Current state: ACCEPT

Discussion thread: <TODO>

JIRA: <TODO>

Released: <Flink Version>

Please keep the discussion on the mailing list rather than commenting on the wiki (wiki discussions get unwieldy fast).

Motivation

Iteration is a basic building block for a ML library. It is required for training ML models for both offline and online cases. However, different cases might require different types of iteration:

  1. Offline Training: The training dataset is bounded, the algorithm usually iterates the dataset multiple rounds to optimize the model until convergence.
  2. Online Training: The training dataset is unbounded, the algorithm usually calculates the update to the model according to the current model and the input records, then sends the update back to the operator that holds the model.
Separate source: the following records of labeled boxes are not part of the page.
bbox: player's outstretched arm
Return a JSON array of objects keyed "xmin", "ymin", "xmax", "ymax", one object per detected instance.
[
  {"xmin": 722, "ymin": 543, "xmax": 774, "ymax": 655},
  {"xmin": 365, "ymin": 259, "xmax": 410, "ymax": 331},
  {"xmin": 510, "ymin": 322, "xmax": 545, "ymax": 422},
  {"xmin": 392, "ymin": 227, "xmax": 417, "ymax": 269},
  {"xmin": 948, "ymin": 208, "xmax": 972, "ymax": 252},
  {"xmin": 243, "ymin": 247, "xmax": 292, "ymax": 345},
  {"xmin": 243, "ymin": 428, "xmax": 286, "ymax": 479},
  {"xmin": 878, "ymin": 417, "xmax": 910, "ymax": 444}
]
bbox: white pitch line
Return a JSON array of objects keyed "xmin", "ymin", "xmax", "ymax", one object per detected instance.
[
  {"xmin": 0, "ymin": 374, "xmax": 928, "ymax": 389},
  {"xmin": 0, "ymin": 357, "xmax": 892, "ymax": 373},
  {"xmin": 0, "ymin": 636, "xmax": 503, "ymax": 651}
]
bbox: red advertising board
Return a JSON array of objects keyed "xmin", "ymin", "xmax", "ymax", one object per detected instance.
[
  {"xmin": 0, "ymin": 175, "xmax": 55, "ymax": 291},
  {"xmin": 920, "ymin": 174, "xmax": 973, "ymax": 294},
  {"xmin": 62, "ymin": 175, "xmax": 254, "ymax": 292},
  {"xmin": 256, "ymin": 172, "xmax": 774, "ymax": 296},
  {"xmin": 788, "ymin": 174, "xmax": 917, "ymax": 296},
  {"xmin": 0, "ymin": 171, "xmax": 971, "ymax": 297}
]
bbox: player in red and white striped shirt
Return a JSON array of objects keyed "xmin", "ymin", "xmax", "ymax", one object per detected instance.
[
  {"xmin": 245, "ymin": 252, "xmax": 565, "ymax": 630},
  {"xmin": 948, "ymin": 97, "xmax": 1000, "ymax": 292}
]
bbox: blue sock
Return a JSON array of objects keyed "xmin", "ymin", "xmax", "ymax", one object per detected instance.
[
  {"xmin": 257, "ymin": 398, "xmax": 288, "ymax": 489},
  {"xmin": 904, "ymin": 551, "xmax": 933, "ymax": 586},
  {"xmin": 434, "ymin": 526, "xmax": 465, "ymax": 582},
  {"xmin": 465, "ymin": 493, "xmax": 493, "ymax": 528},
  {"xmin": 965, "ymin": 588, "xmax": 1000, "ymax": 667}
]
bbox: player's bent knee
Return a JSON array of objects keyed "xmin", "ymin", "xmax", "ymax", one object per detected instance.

Previously Flink supported bounded iteration with DataSet API and supported the unbounded iteration with DataStream API. However, since Flink aims to deprecate the DataSet API and the iteration in the DataStream API is rather incomplete, thus we would require to re-implement a new iteration library in the Flink-ml repository to support the algorithms. 

Overall Design

To reduce the development and maintenance overhead, it would be preferred to have a unified implementation for different types of iterations. In fact, the different iteration types shares the same requirements in runtime implementation:

  1. All the iteration types should support multiple inputs and multiple outputs. 
  2. All the iteration types require some kind of back edges that transfer the data back to the iteration head. Since Flink does not support cycles in scheduler and network stack, the back edges should not be visible in the StreamGraph and JobGraph.
  3. All the iteration should support checkpoints mechanism in Stream execution mode.
  4. All the iteration types should support 


Different types of iterations differ in their requirements for Progress tracking. Progress tracking is analogous to the watermark outside the iteration and it tracks the “progress” inside the iteration:

  1. For bounded iteration, we could track if we have processed all the records for a specific round. This is necessary for operators like aggregation inside the iteration: if it is notified all the records of the current round is processed, it could output the result of this round. We could also track if the whole iteration is end, namely all the inputs are finished and no pending records inside the iteration. 
  2. For unbounded iteration, there is no concept of global rounds, and the only progress tracking is end of iteration. 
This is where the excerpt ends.